One motivating question for this talk is: What does an Erd\"os-R\'enyi random graph, conditioned to have twice the number of triangles than the expected number, typically look like? Motivated by this question, Chatterjee and Dembo ['14] introduced a framework for obtaining Large Deviation Principles (LDP) for nonlinear functions of Bernoulli random variables (this followed an earlier work of Chatterjee-Varadhan which used limit graph theory to answer this question in the dense regime). The aforementioned framework relies on a notion of "low complexity" functions on the discrete cube, defined in terms of the covering numbers of their gradient.
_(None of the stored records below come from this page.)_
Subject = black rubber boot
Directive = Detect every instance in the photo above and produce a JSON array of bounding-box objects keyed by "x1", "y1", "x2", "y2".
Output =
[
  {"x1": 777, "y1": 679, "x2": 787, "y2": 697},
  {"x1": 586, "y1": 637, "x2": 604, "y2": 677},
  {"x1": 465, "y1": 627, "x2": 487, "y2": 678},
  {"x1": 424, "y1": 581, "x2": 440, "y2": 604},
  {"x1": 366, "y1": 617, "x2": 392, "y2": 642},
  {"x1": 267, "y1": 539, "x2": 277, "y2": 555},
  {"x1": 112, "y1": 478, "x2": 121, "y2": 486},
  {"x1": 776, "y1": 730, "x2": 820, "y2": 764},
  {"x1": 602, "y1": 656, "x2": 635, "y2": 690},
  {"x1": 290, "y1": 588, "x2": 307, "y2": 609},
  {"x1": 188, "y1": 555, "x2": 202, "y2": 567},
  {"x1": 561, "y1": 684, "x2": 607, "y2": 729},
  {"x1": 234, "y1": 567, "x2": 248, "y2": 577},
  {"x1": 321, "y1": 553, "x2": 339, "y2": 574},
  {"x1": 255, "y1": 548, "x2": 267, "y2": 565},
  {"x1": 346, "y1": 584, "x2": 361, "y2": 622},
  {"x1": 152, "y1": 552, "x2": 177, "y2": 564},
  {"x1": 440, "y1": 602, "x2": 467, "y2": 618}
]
The central lemma used in their proof provides a method of estimating the log-normalizing constant $\log \sum_{x \in \{-1,1\}^n} e^{f(x)}$ by a corresponding mean-fieldfunctional.
In this talk, we will introduce a new notion of complexity for measures on the discrete cube, namely the mean-width of the gradient of the log-density. We prove a general structure theorem for such measures which goes beyond the discrete cube. In particular, we show that a measure $\nu$ attaining low complexity (with no extra smoothness assumptions needed) are close to a product measure in the following sense: there exists a measure $\tilde \nu$ a small "tilt" of $\nu$ in the sense that their log-densities differ by a linear function with small slope, such that $\tilde \nu$ is close to a product measure in transportation distance. An easy corollary of our result is a strengthening of the framework of Chatterjee-Dembo, which in particular simplifies the derivation of LDPs for subgraph counts, and improves the attained bounds.
We will demonstrate how our framework can be used to study the behavior of low-complexity measures beyond the approximation of the partition function. As an example application, we prove that exponential random graphs behave roughly like mixtures of stochastic block models.